5. My son, blemish not thy good deeds, neither use uncomfortable words when thou givest any thing. Shall not the dew assuage the heat? So is a word better than a gift. Lo, is not a word better than a gift. But both are with a gracious man.

6. Blame not before thou hast examined the truth; understand first, and then rebuke.

7. If thou wouldest get a friend, prove him first, and be not hasty to credit him; for some men are friends for their own occasions, and will not abide in the day of trouble.

8. Forsake not an old friend, for the new is not comparable to him: A new friend is as new wine; when it is old thou shalt drink it with pleasure.

9. A friend cannot be known in prosperity; and an enemy cannot be hidden in adversity.

10. Admonish thy friend; it may be he hath not done it ; and if he hath, that he should do it no more. Admonish thy friend; it may be he hath not said it; or if he hath, that he should speak it not again.
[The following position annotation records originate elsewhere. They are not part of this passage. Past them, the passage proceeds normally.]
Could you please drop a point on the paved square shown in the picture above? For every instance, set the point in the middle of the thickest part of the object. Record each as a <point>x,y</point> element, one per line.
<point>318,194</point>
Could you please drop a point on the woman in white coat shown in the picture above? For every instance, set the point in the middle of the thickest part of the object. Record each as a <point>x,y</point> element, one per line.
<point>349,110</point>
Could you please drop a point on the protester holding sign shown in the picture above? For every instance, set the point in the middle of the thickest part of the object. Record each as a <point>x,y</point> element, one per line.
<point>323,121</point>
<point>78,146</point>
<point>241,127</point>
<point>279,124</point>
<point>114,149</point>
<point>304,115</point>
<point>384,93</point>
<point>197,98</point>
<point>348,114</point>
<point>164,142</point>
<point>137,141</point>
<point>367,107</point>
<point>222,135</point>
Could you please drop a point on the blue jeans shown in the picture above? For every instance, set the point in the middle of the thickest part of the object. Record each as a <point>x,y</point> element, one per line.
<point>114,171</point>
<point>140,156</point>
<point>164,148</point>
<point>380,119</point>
Admonish a friend; for many times it is a slander; and believe not every tale. There is one that slippeth in his speech, but not from his heart; and who is he that hath not offended with his tongue à e?

11. Whoso discovereth secrets, loseth his credit, and shall never find a friend to his mind.

12. Honour thy father with thy whole heart, and forget not the sorrows of thy mother. How canst thou recompense them the things which they have done for thee?

13. There is nothing of so much worth as a mind well instructed.

14. The lips of talkers will be telling such things as pertain not unto them; but the words of such as have understanding are weighed in the balance. The heart of fools is in their mouth, but the tongue of the wise is in their heart. 15. To labour, and to be contented with what a man hath, is a sweet life.

16. Be not confident, even in a plain way.

17. Be in peace with many; nevertheless have but one counsellor of a thousand.

18. Let reason go before every enterprise, and counsel. before every action.

VI.

1. THE latter part of a wise man's life is taken up in curing the follies, prejudices, and false opinions he had contracted in the former.

2. Censure, is tax a man pays to the public for being eminent.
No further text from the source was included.